The Shortcut Problem
Document Type
Poster Presentation
Publication Date
4-17-2026
Keywords
fsc2026
Abstract
This project looks at the growing use of ChatGPT in college classrooms, specifically around the ethics of plagiarism and what students actually lose when AI does their thinking for them. Marcus and Davis make the argument throughout Rebooting AI that AI systems produce outputs that imitate understanding without actually having it, and this paper plans to apply that idea directly to the academic setting. When a student submits AI-generated work, they are not just sidestepping the assignment, they are handing in the product of a system that has no real grasp of what it wrote. The paper will explore where the line falls between using AI as a helpful tool and using it as a straight-up substitute for thinking, what that means for fairness among students, and what universities are actually doing or not doing about any of this. The goal is to take the philosophical groundwork laid by Marcus and Davis and connect it to something that is happening right now on campuses everywhere.
Publication Information
Pettee, Owen, "The Shortcut Problem" (2026).
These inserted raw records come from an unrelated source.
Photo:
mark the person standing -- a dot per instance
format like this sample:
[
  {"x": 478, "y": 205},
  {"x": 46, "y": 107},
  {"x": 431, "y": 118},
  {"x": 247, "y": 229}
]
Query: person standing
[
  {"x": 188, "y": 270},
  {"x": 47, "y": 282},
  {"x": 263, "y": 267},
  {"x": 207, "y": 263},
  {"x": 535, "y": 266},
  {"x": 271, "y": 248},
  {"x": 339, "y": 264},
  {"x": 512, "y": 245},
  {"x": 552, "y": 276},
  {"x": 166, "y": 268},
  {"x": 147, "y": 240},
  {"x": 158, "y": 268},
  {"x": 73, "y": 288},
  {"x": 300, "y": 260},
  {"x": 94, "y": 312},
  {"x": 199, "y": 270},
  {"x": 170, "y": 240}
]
Fisher Showcase 2026. Paper 215.
https://fisherpub.sjf.edu/fsc2026/215
Please note that the Publication Information provides general citation information and may not be appropriate for your discipline. To receive help in creating a citation based on your discipline, please visit https://libguides.sjf.edu/citations.
Comments
Poster presented at the 2026 Fisher Showcase, St. John Fisher University, April 17, 2026.